HIGHER IN HOLLYWOOD: It may not rank with the hoopla of movie openings at Mann’s Chinese Theatre, but Chapman University film students are excited about the premiere Wednesday of their four-part TV drama, “Higher Education.” It will be shown--preceded by a reception--at the Academy of Television Arts and Sciences Plaza Theater in North Hollywood. . . . The students wrote and directed, but they got a boost from one of their professors, Pamela Ezell: She persuaded her good friend, TV veteran Ed Asner, to star in it.
SPEEDY RISE: For years, while playing with local rock band Dexter, Mark Mancina of Huntington Beach was convinced his years studying music--two at Golden West and five at Cal State Fullerton--had been wasted. “The band was going nowhere,” he says. . . . But Mancina started writing music for movies.

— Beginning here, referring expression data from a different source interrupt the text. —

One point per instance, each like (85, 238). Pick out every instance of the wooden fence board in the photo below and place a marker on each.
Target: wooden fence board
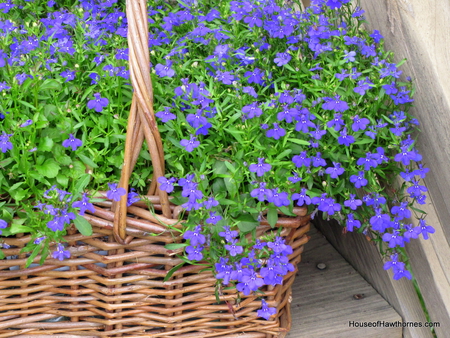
(323, 301)
(419, 31)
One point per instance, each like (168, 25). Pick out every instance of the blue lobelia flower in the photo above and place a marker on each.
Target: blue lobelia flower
(195, 253)
(260, 168)
(228, 234)
(195, 237)
(353, 203)
(115, 193)
(233, 248)
(359, 123)
(5, 144)
(352, 222)
(3, 225)
(165, 70)
(60, 253)
(98, 103)
(190, 144)
(359, 180)
(335, 104)
(335, 171)
(282, 59)
(277, 132)
(84, 205)
(72, 142)
(166, 115)
(345, 139)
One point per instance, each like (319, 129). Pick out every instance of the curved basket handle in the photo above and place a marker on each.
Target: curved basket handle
(141, 121)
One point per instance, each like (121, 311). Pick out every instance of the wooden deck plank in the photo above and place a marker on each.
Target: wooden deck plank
(324, 301)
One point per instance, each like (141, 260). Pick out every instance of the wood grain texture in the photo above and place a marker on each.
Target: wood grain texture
(418, 30)
(366, 259)
(324, 303)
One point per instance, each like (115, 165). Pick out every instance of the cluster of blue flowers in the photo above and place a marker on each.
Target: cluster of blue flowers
(324, 119)
(282, 107)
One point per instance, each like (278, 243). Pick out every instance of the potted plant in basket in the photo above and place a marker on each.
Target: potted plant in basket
(263, 109)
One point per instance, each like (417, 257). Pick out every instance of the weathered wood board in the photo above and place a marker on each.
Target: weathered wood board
(419, 31)
(325, 302)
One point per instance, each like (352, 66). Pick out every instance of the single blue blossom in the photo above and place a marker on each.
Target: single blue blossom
(98, 103)
(60, 253)
(260, 168)
(115, 193)
(72, 142)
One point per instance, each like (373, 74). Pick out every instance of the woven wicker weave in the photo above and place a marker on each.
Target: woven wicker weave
(113, 284)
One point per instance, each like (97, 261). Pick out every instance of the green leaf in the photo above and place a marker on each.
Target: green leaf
(83, 226)
(44, 254)
(15, 186)
(230, 184)
(6, 161)
(246, 223)
(86, 160)
(171, 271)
(301, 142)
(51, 84)
(81, 184)
(272, 216)
(26, 104)
(33, 255)
(46, 144)
(285, 210)
(284, 153)
(49, 168)
(175, 246)
(219, 186)
(220, 167)
(62, 180)
(230, 166)
(16, 228)
(20, 194)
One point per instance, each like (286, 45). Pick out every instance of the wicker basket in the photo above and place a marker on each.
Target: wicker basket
(113, 284)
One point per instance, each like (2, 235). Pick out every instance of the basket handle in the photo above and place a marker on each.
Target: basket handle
(141, 121)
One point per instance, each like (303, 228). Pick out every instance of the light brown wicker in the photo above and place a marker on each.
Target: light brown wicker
(113, 284)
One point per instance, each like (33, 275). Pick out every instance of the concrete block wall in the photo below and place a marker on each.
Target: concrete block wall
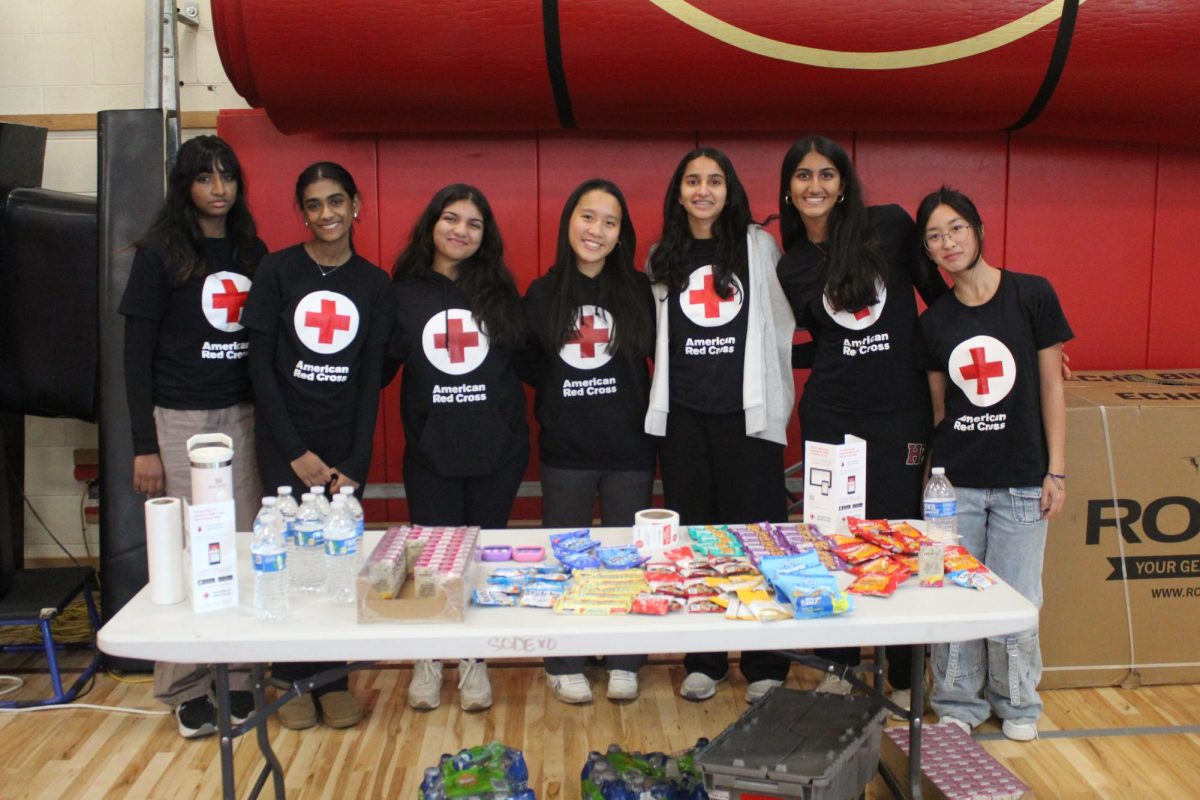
(81, 56)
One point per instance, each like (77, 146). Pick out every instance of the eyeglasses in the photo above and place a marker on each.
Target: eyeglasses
(958, 234)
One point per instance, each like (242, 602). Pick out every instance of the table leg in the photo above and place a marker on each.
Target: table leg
(225, 733)
(916, 710)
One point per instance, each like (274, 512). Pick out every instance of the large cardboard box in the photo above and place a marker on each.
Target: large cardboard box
(1122, 567)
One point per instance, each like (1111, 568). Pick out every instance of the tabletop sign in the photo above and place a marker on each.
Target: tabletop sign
(211, 555)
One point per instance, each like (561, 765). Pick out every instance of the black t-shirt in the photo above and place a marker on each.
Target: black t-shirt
(321, 324)
(993, 435)
(461, 401)
(591, 404)
(199, 354)
(864, 359)
(707, 337)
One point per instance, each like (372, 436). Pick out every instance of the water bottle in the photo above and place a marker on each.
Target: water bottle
(309, 571)
(941, 507)
(269, 553)
(288, 509)
(341, 557)
(355, 509)
(318, 494)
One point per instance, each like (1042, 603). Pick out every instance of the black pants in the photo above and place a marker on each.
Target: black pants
(568, 497)
(714, 474)
(895, 471)
(484, 500)
(333, 446)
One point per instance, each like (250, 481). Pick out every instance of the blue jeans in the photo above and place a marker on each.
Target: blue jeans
(1005, 529)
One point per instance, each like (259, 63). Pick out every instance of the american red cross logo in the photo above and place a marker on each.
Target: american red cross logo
(327, 320)
(981, 370)
(456, 341)
(708, 298)
(589, 336)
(229, 300)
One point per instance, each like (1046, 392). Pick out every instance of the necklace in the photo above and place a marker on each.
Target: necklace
(325, 269)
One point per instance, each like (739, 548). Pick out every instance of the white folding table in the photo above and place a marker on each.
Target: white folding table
(319, 630)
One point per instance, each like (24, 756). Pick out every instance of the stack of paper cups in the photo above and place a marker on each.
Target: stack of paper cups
(654, 528)
(165, 549)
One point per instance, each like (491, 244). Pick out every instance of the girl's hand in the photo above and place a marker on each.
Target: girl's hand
(1054, 495)
(311, 469)
(340, 480)
(148, 475)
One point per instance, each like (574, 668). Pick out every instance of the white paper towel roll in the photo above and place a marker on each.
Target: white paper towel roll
(165, 549)
(654, 528)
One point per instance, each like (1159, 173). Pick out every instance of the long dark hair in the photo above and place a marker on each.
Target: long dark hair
(484, 278)
(327, 170)
(963, 206)
(729, 229)
(621, 294)
(853, 263)
(177, 227)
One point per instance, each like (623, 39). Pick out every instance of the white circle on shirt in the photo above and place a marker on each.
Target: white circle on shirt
(857, 320)
(984, 368)
(703, 306)
(222, 299)
(589, 347)
(454, 342)
(325, 322)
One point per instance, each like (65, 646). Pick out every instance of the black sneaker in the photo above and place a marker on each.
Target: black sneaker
(241, 707)
(197, 717)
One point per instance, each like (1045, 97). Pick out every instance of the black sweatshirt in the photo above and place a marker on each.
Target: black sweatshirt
(461, 402)
(316, 350)
(591, 404)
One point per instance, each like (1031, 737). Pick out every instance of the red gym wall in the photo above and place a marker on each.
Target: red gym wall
(527, 100)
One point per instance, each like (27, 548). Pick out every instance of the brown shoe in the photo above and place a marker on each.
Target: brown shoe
(340, 709)
(299, 713)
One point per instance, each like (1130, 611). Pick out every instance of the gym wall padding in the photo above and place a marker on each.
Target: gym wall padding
(48, 308)
(131, 174)
(1079, 68)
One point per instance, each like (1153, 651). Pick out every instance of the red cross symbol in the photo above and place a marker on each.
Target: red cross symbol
(456, 341)
(981, 370)
(231, 300)
(327, 320)
(708, 296)
(589, 336)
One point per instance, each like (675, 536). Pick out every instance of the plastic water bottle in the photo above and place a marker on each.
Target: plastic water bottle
(355, 509)
(309, 571)
(270, 558)
(318, 494)
(341, 554)
(288, 509)
(941, 507)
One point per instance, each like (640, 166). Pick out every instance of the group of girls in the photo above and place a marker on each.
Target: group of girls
(715, 310)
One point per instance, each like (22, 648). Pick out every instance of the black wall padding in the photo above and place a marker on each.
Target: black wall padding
(48, 306)
(131, 188)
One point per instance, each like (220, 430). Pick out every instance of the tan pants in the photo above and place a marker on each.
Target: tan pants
(177, 683)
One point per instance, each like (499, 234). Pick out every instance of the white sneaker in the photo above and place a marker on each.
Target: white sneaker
(834, 685)
(961, 725)
(622, 685)
(699, 686)
(757, 690)
(1020, 729)
(574, 687)
(474, 689)
(425, 689)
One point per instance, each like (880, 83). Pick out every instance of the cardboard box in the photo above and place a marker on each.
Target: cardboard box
(834, 483)
(1122, 565)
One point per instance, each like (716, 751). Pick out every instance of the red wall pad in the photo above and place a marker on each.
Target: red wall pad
(1067, 67)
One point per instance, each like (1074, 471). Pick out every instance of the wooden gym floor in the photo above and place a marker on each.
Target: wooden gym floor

His latest two hits: He wrote the entire score for the critically acclaimed “Speed” and worked on some of the music for “The Lion King.” Says Mancina: “Now all those years in college are paying off.”
FOLLOWING CODE: Assemblyman Gil Ferguson (R-Newport Beach) has refused to consider being a write-in candidate on the November ballot for the 70th Assembly District seat he’s giving up. Ferguson is relinquishing his seat to run for the state Senate next year. . . . The write-in is the idea of conservative Republicans, angered that moderate Marilyn C. Brewer won the party’s June primary. They may seek another candidate. But Ferguson says a write-in would break the “Republican code” to support the party’s nominee.